Any of those can be worked on with different tools. One of those tools might be a loan increasing Liquidity against Trust to accelerate a constant Business Model into more momentum. Great stuff. Now trust is something we might actually be able to create without initial investment here on Hive.

Are you familiar with The Bank of Neoxian? https://peakd.com/hive-177682/@neoxian/the-bank-of-neoxian-2023-09-20

  1. Splinterlands NFTs will be send to account, that's collateral
  2. The keys will be given to the lender
  3. loan will be issued, in this case 9.22ETH
  4. SPL NFTs will be delegated back to the lendee, that he can still play them and earn ROI in the game

(Zaku) Lendee can now take the 9.22ETH and maybe even participate in an Pre-Sale event of Splinterlands?

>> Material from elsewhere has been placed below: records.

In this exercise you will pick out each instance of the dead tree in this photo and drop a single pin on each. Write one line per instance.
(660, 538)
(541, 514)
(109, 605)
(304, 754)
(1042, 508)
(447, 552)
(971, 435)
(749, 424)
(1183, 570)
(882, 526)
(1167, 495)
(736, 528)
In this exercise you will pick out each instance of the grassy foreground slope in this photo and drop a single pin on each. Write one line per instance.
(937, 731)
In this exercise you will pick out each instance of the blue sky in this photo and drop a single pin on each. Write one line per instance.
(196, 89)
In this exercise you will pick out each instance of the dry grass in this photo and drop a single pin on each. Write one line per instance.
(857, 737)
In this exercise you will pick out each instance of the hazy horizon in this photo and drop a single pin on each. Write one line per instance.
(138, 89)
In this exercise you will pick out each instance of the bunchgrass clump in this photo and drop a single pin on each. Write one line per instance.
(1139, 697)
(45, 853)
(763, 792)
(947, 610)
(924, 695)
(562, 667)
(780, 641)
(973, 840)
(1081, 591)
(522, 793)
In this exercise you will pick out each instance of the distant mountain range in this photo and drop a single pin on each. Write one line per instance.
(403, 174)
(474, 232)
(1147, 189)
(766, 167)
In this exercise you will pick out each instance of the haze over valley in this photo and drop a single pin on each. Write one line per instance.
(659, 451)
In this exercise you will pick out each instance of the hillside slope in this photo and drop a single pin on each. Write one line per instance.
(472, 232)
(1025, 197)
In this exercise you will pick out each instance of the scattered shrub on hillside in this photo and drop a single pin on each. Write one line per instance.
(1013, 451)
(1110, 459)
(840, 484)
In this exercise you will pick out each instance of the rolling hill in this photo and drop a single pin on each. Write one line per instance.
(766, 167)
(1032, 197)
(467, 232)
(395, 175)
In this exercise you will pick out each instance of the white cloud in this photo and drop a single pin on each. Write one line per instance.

Get a nice amount of Bonus packs and has 3 months to sell them back into the market in order to pay back the loan - or give up on some of his assets eventually.

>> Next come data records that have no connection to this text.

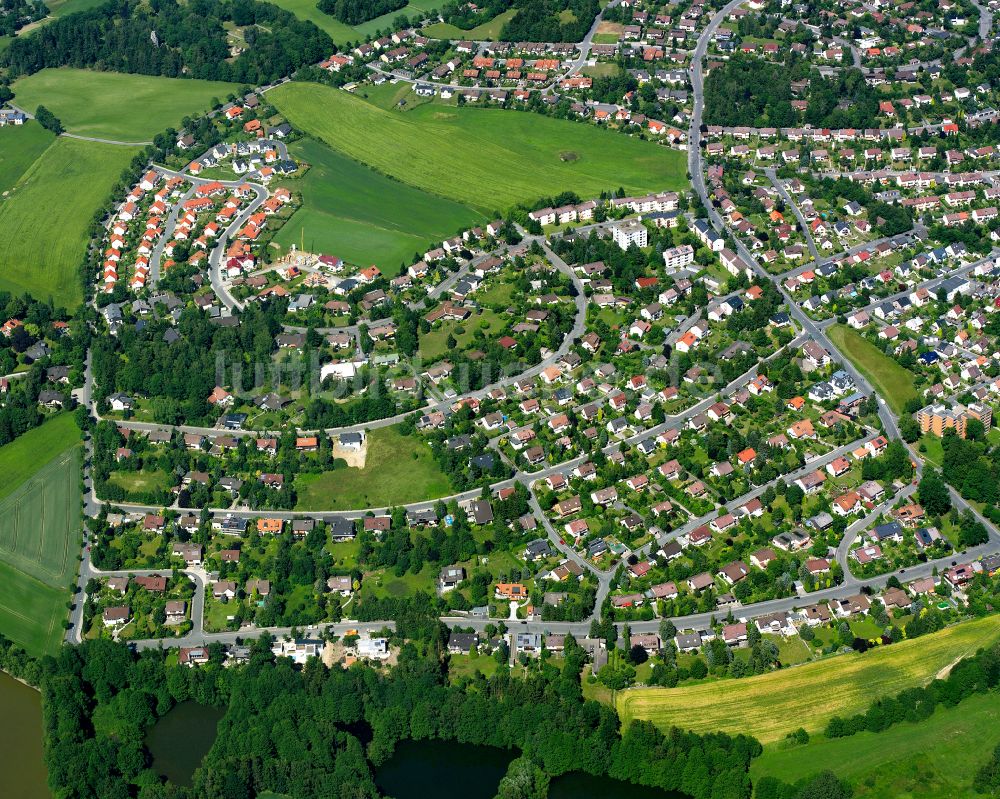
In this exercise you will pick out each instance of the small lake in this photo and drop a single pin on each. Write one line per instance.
(180, 740)
(444, 770)
(22, 769)
(579, 785)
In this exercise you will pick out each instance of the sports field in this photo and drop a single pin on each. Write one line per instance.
(771, 705)
(40, 523)
(398, 469)
(20, 147)
(115, 106)
(932, 758)
(488, 31)
(893, 382)
(362, 216)
(488, 159)
(44, 224)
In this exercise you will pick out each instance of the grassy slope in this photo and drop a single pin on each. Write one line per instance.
(111, 105)
(19, 148)
(24, 456)
(43, 225)
(488, 31)
(415, 8)
(485, 158)
(398, 469)
(932, 759)
(39, 523)
(341, 33)
(363, 216)
(894, 382)
(771, 705)
(307, 10)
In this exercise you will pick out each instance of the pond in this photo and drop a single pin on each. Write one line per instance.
(444, 770)
(180, 740)
(22, 770)
(578, 785)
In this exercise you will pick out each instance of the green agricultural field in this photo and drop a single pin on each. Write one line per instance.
(307, 10)
(415, 8)
(44, 224)
(342, 33)
(25, 455)
(398, 469)
(60, 8)
(362, 216)
(488, 31)
(434, 344)
(40, 522)
(111, 105)
(771, 705)
(20, 147)
(142, 482)
(893, 382)
(487, 159)
(932, 758)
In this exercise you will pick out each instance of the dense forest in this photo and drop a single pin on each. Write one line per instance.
(174, 39)
(354, 12)
(36, 336)
(285, 730)
(15, 14)
(756, 93)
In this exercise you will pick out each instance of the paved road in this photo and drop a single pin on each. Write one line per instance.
(790, 203)
(198, 636)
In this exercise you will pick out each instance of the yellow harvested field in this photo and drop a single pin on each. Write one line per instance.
(771, 705)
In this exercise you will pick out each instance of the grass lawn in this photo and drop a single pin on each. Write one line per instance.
(40, 522)
(383, 584)
(933, 758)
(141, 482)
(602, 69)
(307, 10)
(774, 704)
(362, 216)
(112, 105)
(893, 382)
(933, 451)
(341, 32)
(466, 665)
(488, 31)
(60, 8)
(398, 469)
(39, 252)
(792, 650)
(20, 147)
(483, 158)
(414, 8)
(435, 343)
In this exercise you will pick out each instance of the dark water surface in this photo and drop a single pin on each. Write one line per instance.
(578, 785)
(22, 770)
(180, 740)
(443, 770)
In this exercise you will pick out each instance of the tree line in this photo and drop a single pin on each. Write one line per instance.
(354, 12)
(175, 40)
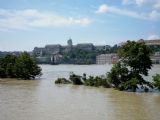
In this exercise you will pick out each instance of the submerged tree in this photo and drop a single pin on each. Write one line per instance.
(134, 62)
(26, 67)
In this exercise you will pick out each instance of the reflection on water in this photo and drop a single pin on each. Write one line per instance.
(43, 100)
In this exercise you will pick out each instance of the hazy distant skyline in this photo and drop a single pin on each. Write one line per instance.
(25, 24)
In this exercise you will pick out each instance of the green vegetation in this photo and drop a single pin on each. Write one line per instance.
(83, 80)
(134, 62)
(75, 79)
(97, 81)
(156, 80)
(23, 66)
(127, 74)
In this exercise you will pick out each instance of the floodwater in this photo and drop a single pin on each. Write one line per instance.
(43, 100)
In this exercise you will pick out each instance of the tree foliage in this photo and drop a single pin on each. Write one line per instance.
(134, 62)
(156, 80)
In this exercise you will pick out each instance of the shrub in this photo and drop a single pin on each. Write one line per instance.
(75, 79)
(156, 80)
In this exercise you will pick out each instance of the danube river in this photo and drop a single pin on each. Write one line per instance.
(43, 100)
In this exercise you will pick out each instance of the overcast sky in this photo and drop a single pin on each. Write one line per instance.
(25, 24)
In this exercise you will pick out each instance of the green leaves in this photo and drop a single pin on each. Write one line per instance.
(156, 80)
(134, 62)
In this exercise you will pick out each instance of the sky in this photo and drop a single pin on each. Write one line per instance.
(25, 24)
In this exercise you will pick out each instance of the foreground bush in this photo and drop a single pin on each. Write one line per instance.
(96, 81)
(75, 79)
(156, 80)
(134, 62)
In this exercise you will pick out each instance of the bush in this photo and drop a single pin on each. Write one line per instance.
(97, 81)
(156, 80)
(62, 81)
(76, 79)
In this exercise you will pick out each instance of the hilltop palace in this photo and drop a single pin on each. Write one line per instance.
(54, 53)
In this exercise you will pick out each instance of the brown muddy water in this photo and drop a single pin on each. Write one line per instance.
(43, 100)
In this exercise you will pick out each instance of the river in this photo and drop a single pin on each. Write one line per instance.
(43, 100)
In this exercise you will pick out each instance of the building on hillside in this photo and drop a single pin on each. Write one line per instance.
(85, 46)
(107, 59)
(150, 42)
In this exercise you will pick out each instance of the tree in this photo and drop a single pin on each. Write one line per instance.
(7, 66)
(156, 80)
(26, 67)
(134, 62)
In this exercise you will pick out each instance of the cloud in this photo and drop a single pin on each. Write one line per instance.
(150, 3)
(102, 9)
(28, 18)
(152, 37)
(153, 15)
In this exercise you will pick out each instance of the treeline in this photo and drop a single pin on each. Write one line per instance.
(79, 56)
(23, 66)
(106, 82)
(127, 74)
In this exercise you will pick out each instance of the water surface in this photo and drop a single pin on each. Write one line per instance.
(43, 100)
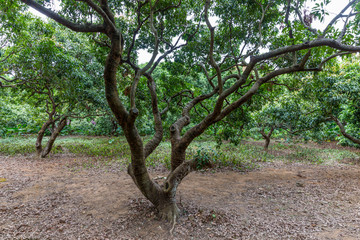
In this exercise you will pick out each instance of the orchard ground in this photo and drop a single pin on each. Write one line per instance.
(294, 191)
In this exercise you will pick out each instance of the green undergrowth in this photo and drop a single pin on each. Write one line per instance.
(243, 157)
(303, 153)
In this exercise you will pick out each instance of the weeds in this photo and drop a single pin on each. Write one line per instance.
(244, 157)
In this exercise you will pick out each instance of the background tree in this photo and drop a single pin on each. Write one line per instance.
(337, 94)
(47, 69)
(246, 41)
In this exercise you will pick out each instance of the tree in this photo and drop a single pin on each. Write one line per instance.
(46, 74)
(337, 95)
(252, 43)
(287, 111)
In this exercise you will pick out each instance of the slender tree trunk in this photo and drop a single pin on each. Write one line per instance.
(267, 137)
(40, 137)
(343, 131)
(55, 133)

That's a use-case. Now we need the Blockchain to be the bank, HBD and Hive to become collateral, wallet behavior part of the risk assessment and a proper scaling to 6digits.

The Blockchain assets are not fixed in a big swapping pool. Buy and sell price is not just mathematical, perception can become reality. As long as confidence and trust is rising, it's not unlikely that the Hive price might rise even during considerable sale pressure. STEEM sometimes did and that coin never experience sustained buying pressure for at least a years prior to the last phase towards the fork.

Not sure I understand the problem that is being solved. Is something wrong with 20% earning on locking up some HBD with a 3 day withdrawal. As-Is works and 3 day is relatively liquid to me. I am concern about the risks of making bonds available and creating a platform that is more or less a lending and investment institution.

I don't want to see this ecosystem evolving into a bank for capitalist.

Also, is there any consideration about how a change may impact an interpretaion from tax collectors? Obviously there are different interpretation depending on the country we live in. As-Is works for me as a business owner in Canada.

Adding financial complexity may just be a reason to stay away from a Hive community.

What you've said here makes great sense, and I expect the video to repeat that sense.

"...literally anyone can Hive can extract value..."

That does not make sense to me. I am sure it's just a typo, but I am unable to ascertain what you did mean to write.

I keep a little HBD in savings, specifically for the 20% return. The three day timelock is a risk, and a lot can happen in three days that might make my assumption of that risk a losing proposition. However, if the timelock on HBD savings increases substantially, I will not keep HBD in savings, because much greater risk than three days isn't tolerable to me. Three days is already a lot, because so much can happen in three days, particularly in crypto.

As far as bonds go, I will have to assess the risks and timelocks as they are presented and make determinations based on specifics. I used to buy my kids savings bonds to help pay for their college, but they decided they preferred teaching themselves what they needed to know and spent their savings bonds on hookers and blow, for all I know, so I'm not buying them anymore bonds. I'm not a bond investor as a rule, because such investments require confidence in the underlying financial system, and I have very little.

Rice I believe in.

Thanks!

When the decentralized Hive network takes a loan in the form of a bond it creates demand for our debt. This liquidity event only does one thing: increase the price of Hive. Meaning anyone can sell Hive at the higher price and extract value from the loan we all collectively just took.

My brain was mush when I wrote this so should say

literally anyone with Hive can extract value

The point I was getting at is that if the bonding system is consistent and not intelligent then it may not help the network as much as it could. For example, Hive doesn't need to take out loans after the price has gone 10x, but a bonding system might just pump them out automatically on a schedule.